One fun August evening in Baltimore, Md., former NCAA All-American Ron Simmons had his name pulled out of a hat, giving him the opportunity to challenge Big Van Vader for the WCW World Heavyweight Championship. In doing so, Simmons became professional wrestling’s first African American World Champion.
Prior to winning the world title, Simmons gained notoriety as a member of Doom with Butch Reed. After having an unsuccessful run with Woman as their manager, Teddy Long took over managerial duties and turned the team into World Tag Team Champions. It was after the run of Doom ended that Simmons became a world champion.
Like so many gifted and talented wrestlers, Simmons would eventually make his way to the WWF, where he debuted as Faarooq. The trademark pastel colored tights with matching headband were gone from the former world champion, replaced with a gladiator-inspired outfit, complete with misshaped gladiator helmet.
No one knew what to think of the outfit, including the fans. It would be short-lived, as Faarooq would eventually form The Nation of Domination. That stable ran for two years, and Faarooq ended up teaming up with Bradshaw as The Acolytes (and later the APA, the Acolyte Protection Agency).
But Ron Simmons went from All-American first black world champion to gladiator Faarooq years before ever forming the popular duo with Bradshaw. And when the gladiator-inspired Faarooq first appeared, everyone had one reaction: DAMN!
Speaking of Bradshaw...
John Layfield played many cowboy-inspired characters early into his professional wrestling career before finally settling in as Bradshaw, one-half of the Acolyte Protection Agency, the APA. Along with Farooq, he was booked as a bad ass, someone you didn't want to mess with. The APA would routinely be hired out by other wrestlers for protection. They also played cards. A lot.
However, Farooq was (storyline) fired by then Smackdown general manager Paul Heyman and actually retired. This opened the door for Bradshaw, who had already changed his hair, to eventually take on a new persona. Although I used the word “eventually,” there was no slow burn to it. He immediately morphed into JBL.
JBL, or John Bradshaw Layfield, was the polar opposite of the APA’s Bradshaw.
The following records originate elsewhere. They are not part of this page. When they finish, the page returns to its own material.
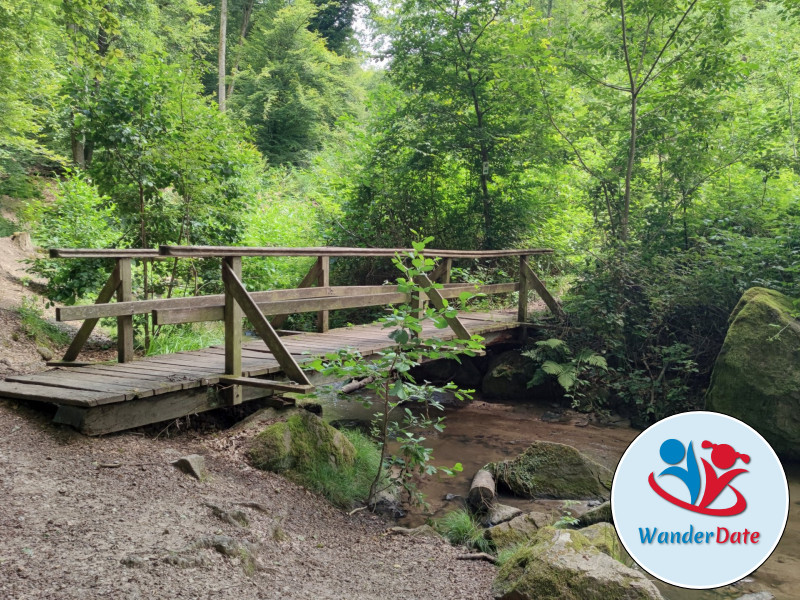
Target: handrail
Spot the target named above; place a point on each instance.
(223, 251)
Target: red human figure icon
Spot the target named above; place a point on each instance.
(724, 457)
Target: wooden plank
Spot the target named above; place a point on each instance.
(223, 251)
(124, 323)
(310, 279)
(237, 291)
(324, 263)
(141, 307)
(43, 393)
(103, 253)
(116, 393)
(268, 384)
(144, 411)
(88, 326)
(540, 289)
(437, 300)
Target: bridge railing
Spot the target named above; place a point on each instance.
(313, 294)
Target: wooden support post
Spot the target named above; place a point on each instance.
(233, 327)
(538, 286)
(237, 291)
(524, 288)
(439, 302)
(310, 279)
(324, 280)
(89, 324)
(125, 323)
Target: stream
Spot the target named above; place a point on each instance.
(483, 432)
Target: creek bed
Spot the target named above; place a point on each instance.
(482, 432)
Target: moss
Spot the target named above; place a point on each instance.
(550, 470)
(755, 377)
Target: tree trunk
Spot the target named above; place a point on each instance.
(223, 29)
(482, 491)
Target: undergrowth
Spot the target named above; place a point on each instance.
(460, 528)
(182, 338)
(36, 327)
(344, 485)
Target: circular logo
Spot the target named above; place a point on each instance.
(700, 500)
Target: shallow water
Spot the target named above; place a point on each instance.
(483, 432)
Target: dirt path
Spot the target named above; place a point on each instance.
(72, 528)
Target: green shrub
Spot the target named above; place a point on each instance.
(38, 329)
(460, 528)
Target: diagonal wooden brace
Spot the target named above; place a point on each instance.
(538, 286)
(440, 303)
(234, 286)
(88, 325)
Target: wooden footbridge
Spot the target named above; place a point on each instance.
(100, 398)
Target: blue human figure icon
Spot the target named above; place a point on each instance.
(672, 452)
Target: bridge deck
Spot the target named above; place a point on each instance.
(187, 376)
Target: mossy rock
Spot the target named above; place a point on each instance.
(560, 564)
(756, 377)
(551, 470)
(599, 514)
(300, 442)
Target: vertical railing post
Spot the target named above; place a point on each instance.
(124, 324)
(524, 288)
(233, 330)
(324, 280)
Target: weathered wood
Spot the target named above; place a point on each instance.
(481, 491)
(233, 326)
(439, 302)
(43, 393)
(237, 291)
(103, 253)
(324, 263)
(222, 251)
(524, 289)
(540, 289)
(124, 324)
(268, 384)
(310, 279)
(88, 326)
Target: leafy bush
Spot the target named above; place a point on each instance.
(344, 485)
(460, 528)
(36, 327)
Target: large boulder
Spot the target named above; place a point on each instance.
(301, 441)
(560, 564)
(551, 470)
(757, 375)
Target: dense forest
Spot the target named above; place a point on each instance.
(653, 144)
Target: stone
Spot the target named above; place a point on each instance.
(756, 376)
(500, 513)
(560, 564)
(45, 352)
(301, 441)
(599, 514)
(551, 470)
(423, 531)
(508, 376)
(194, 465)
(519, 529)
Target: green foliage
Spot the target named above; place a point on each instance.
(460, 528)
(79, 217)
(180, 338)
(36, 327)
(393, 389)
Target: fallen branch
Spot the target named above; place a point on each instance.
(356, 385)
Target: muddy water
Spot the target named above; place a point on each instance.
(483, 432)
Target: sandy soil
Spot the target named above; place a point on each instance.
(73, 527)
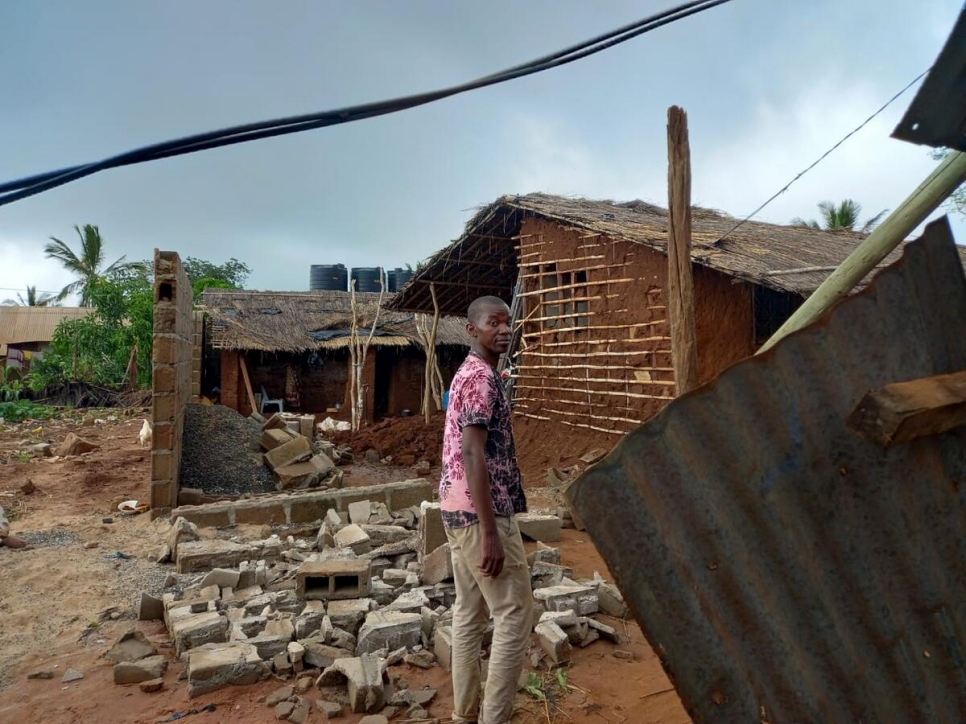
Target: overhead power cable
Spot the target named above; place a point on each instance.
(32, 185)
(821, 158)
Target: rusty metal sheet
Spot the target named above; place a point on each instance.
(782, 567)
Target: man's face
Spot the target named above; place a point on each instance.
(492, 329)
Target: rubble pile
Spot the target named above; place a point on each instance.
(371, 590)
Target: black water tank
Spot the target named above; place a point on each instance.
(328, 277)
(402, 278)
(367, 278)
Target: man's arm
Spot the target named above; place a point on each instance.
(478, 478)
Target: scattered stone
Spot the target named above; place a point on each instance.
(131, 646)
(554, 641)
(74, 445)
(152, 685)
(280, 695)
(544, 528)
(134, 672)
(330, 709)
(352, 536)
(390, 630)
(216, 666)
(365, 679)
(423, 659)
(611, 601)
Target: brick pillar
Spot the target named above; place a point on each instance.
(230, 378)
(172, 363)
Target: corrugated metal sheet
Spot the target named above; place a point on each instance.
(782, 567)
(19, 325)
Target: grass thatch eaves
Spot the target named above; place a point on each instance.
(483, 260)
(282, 321)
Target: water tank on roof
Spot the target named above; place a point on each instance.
(328, 277)
(402, 278)
(367, 278)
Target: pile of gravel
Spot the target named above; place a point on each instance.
(220, 452)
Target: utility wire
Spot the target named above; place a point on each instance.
(25, 187)
(821, 158)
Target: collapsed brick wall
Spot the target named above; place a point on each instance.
(174, 338)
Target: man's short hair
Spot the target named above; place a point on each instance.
(481, 305)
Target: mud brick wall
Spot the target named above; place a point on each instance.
(174, 342)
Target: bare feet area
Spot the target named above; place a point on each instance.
(75, 588)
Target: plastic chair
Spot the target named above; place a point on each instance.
(265, 401)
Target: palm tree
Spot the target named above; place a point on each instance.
(33, 300)
(844, 215)
(87, 266)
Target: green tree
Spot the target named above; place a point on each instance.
(234, 273)
(844, 215)
(34, 300)
(97, 348)
(87, 266)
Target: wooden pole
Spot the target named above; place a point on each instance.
(943, 181)
(680, 286)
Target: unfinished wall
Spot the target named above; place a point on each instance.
(174, 331)
(598, 348)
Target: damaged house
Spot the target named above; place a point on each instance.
(586, 283)
(292, 348)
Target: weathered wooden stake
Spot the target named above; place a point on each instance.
(680, 286)
(943, 181)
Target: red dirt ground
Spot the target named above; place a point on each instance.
(52, 596)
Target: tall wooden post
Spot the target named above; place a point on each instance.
(680, 284)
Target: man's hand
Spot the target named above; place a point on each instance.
(491, 560)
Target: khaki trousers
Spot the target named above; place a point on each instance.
(509, 599)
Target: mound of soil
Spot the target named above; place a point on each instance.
(399, 436)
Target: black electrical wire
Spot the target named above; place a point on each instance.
(32, 185)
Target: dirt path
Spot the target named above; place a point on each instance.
(64, 602)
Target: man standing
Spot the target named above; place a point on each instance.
(480, 491)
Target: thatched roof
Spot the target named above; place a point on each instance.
(304, 321)
(483, 260)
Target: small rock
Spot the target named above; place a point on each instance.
(149, 687)
(71, 675)
(330, 708)
(280, 695)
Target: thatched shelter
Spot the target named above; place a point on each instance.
(295, 346)
(589, 278)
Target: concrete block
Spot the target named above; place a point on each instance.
(438, 566)
(352, 536)
(545, 528)
(554, 642)
(294, 451)
(360, 511)
(349, 614)
(333, 579)
(306, 474)
(611, 601)
(443, 646)
(363, 676)
(204, 555)
(275, 437)
(196, 630)
(321, 655)
(390, 630)
(582, 599)
(150, 608)
(432, 534)
(214, 667)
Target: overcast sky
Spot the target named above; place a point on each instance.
(768, 87)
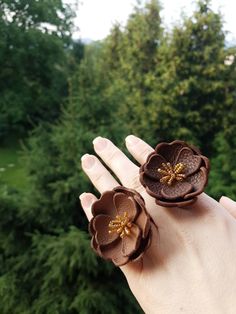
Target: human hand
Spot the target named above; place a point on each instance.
(190, 265)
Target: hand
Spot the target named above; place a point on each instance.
(190, 266)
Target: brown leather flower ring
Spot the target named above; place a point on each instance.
(175, 173)
(121, 226)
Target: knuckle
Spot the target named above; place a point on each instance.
(98, 177)
(114, 155)
(135, 184)
(143, 154)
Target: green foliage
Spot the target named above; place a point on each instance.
(34, 40)
(158, 85)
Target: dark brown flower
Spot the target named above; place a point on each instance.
(120, 227)
(175, 173)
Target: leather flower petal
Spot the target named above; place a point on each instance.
(143, 222)
(123, 232)
(169, 151)
(153, 187)
(180, 178)
(124, 203)
(192, 162)
(152, 166)
(198, 181)
(114, 252)
(101, 206)
(178, 190)
(131, 243)
(101, 227)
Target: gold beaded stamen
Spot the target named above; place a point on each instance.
(121, 225)
(171, 173)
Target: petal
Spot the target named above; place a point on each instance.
(153, 187)
(131, 242)
(104, 205)
(124, 203)
(95, 246)
(192, 162)
(177, 190)
(125, 190)
(170, 150)
(114, 252)
(144, 244)
(181, 204)
(100, 225)
(152, 166)
(198, 181)
(143, 221)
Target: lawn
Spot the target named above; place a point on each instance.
(11, 170)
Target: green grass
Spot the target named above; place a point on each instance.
(12, 173)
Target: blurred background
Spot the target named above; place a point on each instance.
(70, 71)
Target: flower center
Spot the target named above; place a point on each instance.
(171, 173)
(120, 225)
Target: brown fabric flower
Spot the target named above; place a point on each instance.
(175, 173)
(120, 227)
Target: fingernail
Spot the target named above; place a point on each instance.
(88, 161)
(86, 200)
(131, 139)
(100, 143)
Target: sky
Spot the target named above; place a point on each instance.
(96, 17)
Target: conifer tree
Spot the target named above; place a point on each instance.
(189, 98)
(47, 265)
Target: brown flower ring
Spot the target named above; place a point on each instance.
(175, 173)
(121, 226)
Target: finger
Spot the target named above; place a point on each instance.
(103, 181)
(118, 162)
(87, 200)
(98, 174)
(229, 205)
(138, 148)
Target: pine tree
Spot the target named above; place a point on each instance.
(47, 265)
(190, 90)
(133, 53)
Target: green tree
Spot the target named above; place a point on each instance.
(35, 37)
(47, 264)
(189, 98)
(131, 55)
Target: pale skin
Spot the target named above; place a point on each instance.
(190, 266)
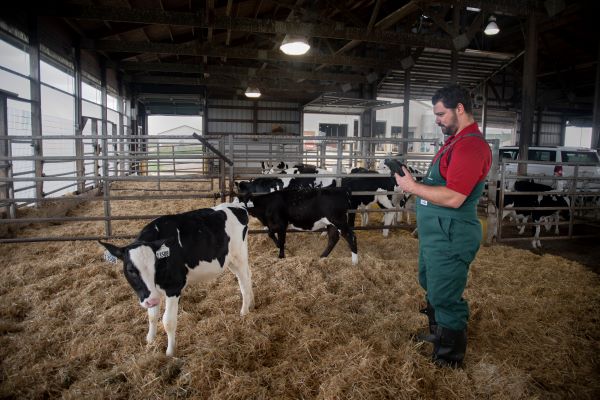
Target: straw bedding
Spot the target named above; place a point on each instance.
(70, 325)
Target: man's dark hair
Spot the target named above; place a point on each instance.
(451, 95)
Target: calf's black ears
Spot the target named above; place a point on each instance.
(112, 249)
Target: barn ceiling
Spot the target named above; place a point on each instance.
(359, 47)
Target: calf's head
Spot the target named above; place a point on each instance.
(139, 267)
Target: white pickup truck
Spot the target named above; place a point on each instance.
(558, 161)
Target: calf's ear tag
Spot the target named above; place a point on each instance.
(163, 252)
(109, 257)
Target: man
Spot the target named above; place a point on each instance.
(449, 230)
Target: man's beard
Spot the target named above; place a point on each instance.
(448, 130)
(451, 128)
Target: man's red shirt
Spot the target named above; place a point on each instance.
(467, 162)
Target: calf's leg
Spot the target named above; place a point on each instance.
(241, 268)
(170, 322)
(334, 236)
(348, 235)
(153, 313)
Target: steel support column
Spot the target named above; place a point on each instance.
(529, 87)
(36, 106)
(596, 114)
(406, 111)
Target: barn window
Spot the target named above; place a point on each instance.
(334, 130)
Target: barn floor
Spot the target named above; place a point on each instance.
(71, 327)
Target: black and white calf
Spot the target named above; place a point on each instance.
(377, 183)
(259, 185)
(550, 209)
(175, 250)
(305, 181)
(306, 209)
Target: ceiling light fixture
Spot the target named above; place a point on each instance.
(252, 92)
(492, 27)
(294, 45)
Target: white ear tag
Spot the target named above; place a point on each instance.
(109, 257)
(163, 252)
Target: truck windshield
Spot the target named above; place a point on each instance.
(584, 157)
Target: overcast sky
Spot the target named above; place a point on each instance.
(161, 123)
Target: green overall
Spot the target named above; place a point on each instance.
(449, 239)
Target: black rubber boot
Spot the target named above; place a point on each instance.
(449, 347)
(428, 336)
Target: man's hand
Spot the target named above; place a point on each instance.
(394, 165)
(405, 180)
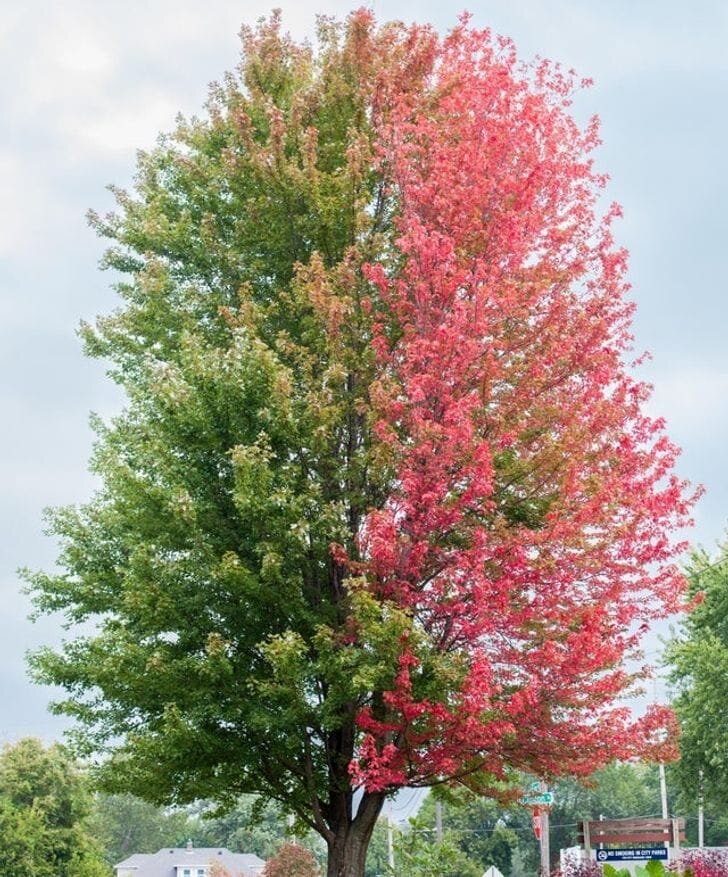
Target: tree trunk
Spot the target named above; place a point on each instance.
(349, 844)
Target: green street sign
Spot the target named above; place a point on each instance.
(544, 799)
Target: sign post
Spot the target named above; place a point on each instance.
(540, 799)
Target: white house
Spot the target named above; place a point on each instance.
(189, 861)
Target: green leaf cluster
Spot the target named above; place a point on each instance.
(698, 660)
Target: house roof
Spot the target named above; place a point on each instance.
(165, 862)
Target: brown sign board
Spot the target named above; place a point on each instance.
(632, 831)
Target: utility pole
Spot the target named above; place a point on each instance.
(438, 821)
(663, 798)
(390, 840)
(701, 814)
(544, 839)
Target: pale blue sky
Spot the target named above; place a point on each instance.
(83, 84)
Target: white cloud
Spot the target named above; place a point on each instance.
(693, 399)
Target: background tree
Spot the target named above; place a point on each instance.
(698, 661)
(254, 825)
(124, 824)
(383, 507)
(292, 860)
(43, 802)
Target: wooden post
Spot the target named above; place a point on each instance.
(587, 838)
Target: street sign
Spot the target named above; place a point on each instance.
(541, 799)
(631, 854)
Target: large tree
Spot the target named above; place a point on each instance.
(383, 508)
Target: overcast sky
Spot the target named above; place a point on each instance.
(84, 84)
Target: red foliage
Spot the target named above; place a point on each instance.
(530, 529)
(291, 860)
(704, 863)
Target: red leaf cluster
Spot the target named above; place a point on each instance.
(530, 530)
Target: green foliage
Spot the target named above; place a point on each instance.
(418, 856)
(698, 660)
(218, 665)
(252, 826)
(43, 802)
(291, 860)
(478, 826)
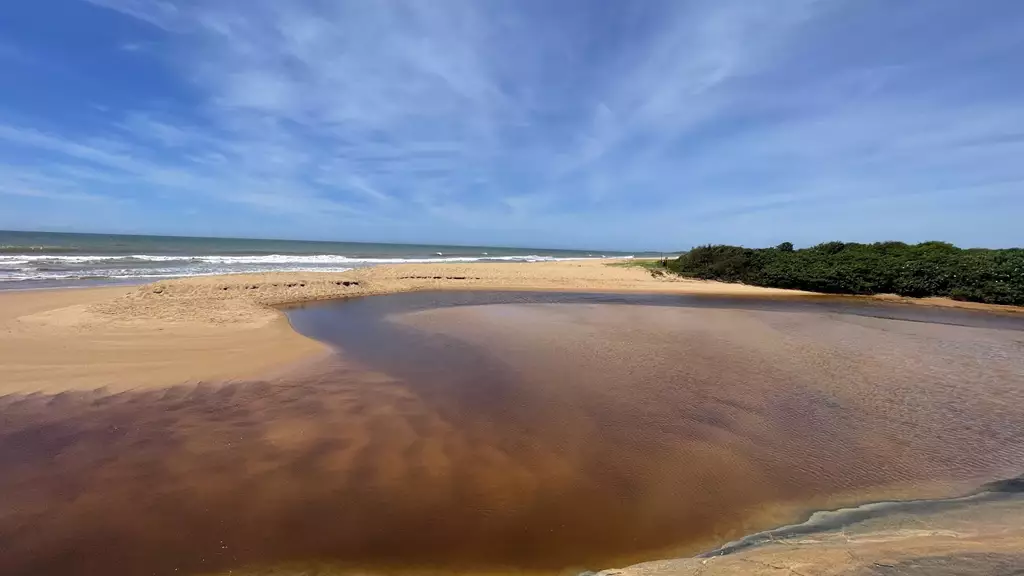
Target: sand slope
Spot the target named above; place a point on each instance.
(216, 328)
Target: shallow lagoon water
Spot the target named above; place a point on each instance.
(465, 432)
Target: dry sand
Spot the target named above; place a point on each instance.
(222, 328)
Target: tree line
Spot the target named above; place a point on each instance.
(929, 269)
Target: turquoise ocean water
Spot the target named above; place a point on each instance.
(30, 259)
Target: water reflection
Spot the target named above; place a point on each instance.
(538, 432)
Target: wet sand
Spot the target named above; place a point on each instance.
(497, 433)
(222, 328)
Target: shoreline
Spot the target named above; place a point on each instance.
(222, 328)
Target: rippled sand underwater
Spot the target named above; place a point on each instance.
(525, 432)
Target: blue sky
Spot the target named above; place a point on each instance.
(632, 125)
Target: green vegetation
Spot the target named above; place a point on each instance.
(930, 269)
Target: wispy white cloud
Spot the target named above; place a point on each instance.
(571, 124)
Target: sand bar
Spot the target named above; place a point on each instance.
(224, 327)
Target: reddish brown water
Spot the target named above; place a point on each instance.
(482, 432)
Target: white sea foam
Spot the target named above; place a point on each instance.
(15, 268)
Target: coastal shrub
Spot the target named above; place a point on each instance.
(929, 269)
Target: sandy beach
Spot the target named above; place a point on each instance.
(229, 330)
(226, 328)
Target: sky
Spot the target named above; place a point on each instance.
(651, 125)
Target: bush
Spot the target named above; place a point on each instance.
(930, 269)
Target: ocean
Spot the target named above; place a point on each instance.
(33, 259)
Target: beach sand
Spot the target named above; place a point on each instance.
(225, 328)
(216, 329)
He was a JR Ewing-inspired Texas tycoon who entered the arena in vehicles adorned with horns on the hood, wore a robe complete with a towel underneath, tried to eliminate immigration as part of being a “Great American” and won the WWE Championship in a matter of months.
JBL would have a 280-day run as world champion, feuding with the likes of Eddie Guerrero, The Undertaker, The Big Show and the man who would eventually defeat him at WrestleMania 21 for the WWE Championship, John Cena.
When WCW’s Mean Mark Callous jumped ship to the WWF, I don’t think anyone saw what was coming. But today, The Undertaker is one of the most iconic performers in wrestling history, having held multiple world championships, boasting the most famous winning streak in the business and maintaining a persona that immediately elicits a huge response from any crowd upon the mere sound of his music. When that gong hits and that organ plays, the crowd goes nuts.
Typically adorned in purple and black with a signature hat, The “Deadman” Undertaker is a character that will be remembered in the world of wrestling decades after the talent retires. But The Undertaker’s entire run hasn’t been spent as a supernatural being.
After 10 years of being “The Phenom,” The Undertaker made a return to the WWF as “The American Bad Ass” version, a biker riding to the ring on a motorcycle, wearing sunglasses and being played out by Limp Bizkit or Kid Rock songs. This was a complete departure from The Undertaker of old, but it wasn’t a WrestleCrap special. In fact, it worked very well, and it remained his gimmick for nearly three full years before returning to the Deadman persona in 2004.
As The Undertaker nears the end of his career, he’ll forever be remembered as an undead mortician who has one of the most memorable ring entrances of all time. But there is a small percentage of fans (myself included) who would love to see him return to the “American Bad Ass” gimmick at least one more time before calling it a career.